How to store rights?
In short: use a bit for one right. The rights can often be grouped into one byte. Thus a user has rights on one document or file with 1 byte.
This is exactly how the right management works on GNU/Linux: Read, Write, Execute. These rights are set for the owner, the owner’s group and the remaining ones outside of the group (called other).
There are 3 chunks of 3 rights. Each right can be encoded as one bit. The owner can have the rights 111 (execute, write, read), the group 001 (read only) and the others 000.
So we know how to encode a serie of rights. Nice.
What rights can be used for a document?
Read can be used to read information on the document. Note this can differ from downloading the content of the document! This case can happen. Someone can access metadata without accessing the real content. Write can be used to change the document. Download can be a right, if a user is able to retrieve the document locally to do whatever he wants. Delete can have some cases, though the write rights can cover it.
Maybe I want to use groups too. Think organisations! For example each Figma canvas beholds to an organization. Each users of the organization have the same rights. It can be the files shared with my family group.
Multiple users with multiple documents
Alice, Bob and Mallory are three users. Alice beholds document A and B.
Let’s say our app allow for the following rights: read, download, edit and administrate (change rights). Read, Download, Edit, Administrate in that order. Why a user could edit something they can not read or download? That’s a good question!

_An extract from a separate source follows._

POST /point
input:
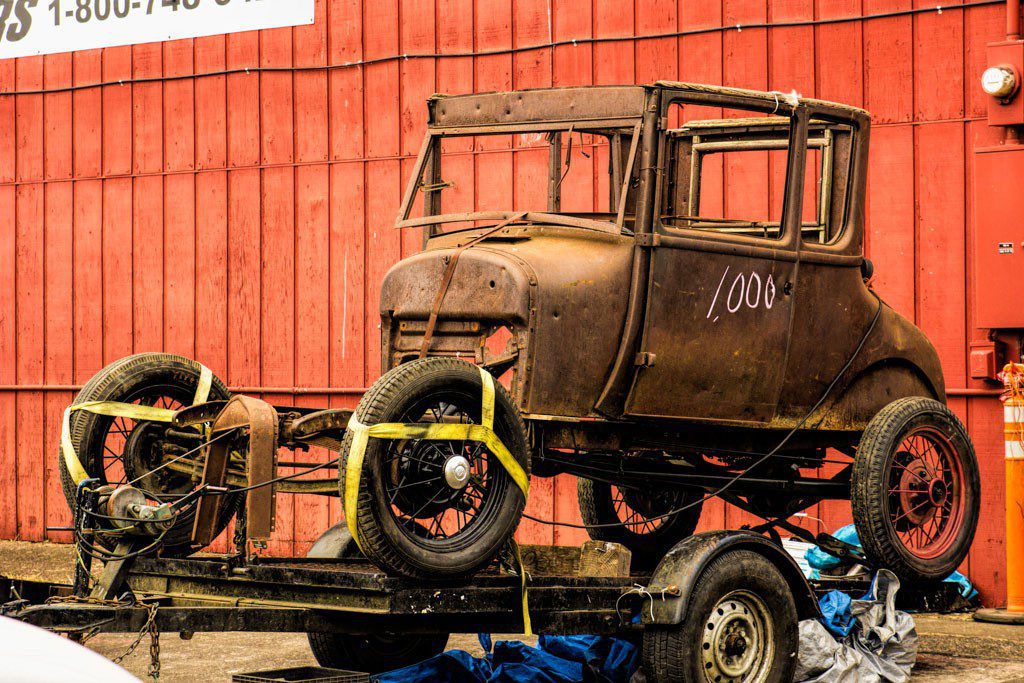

While converting bits to our decimal base 10, it would mean:
- read: 1
- download: 2
- edit: 4
- administrate: 8 Each number represents a combination of rights:
- no rights is 0
- read and download is 3
- administrate and edit is 12
- all rights is 15
Alice has all the rights on her documents. Bob can edit A and read and administrate B. Mallory can download A and nothing with B.
A database table to handle such simple rights would look as follow:
| User | Document | Rights (4 bits used) |
|---|---|---|
| Alice | A | 00001111 |
| Alice | B | 00001111 |
| Bob | A | 00000100 |
| Bob | B | 00001001 |
| Mallory | A | 00000010 |
| Mallory | B | 00000000 |
Note there are 4 bits free for new rights. For N documents and M, there is also N*M records.
These rights can be operated using bit and mask operators. That’s a topic I can also explore to implement such a system.
Outro
That’s only scratching the surface.
A user can be registered in multiple organisations. A user can have “defaults” rights on all documents another user too.
The operation strategy is missing: how to implement the bit operations and how to set the rules for each bit? How to operate it in a desktop software or an HTTP API?
There are definitely possibilities to store the rights in a smarter way to avoid redundancy. I imagine a scale: you can read, then you can download, then you can edit, then you can administrate, so 1, 2, 3, 4. I don’t think much about it yet.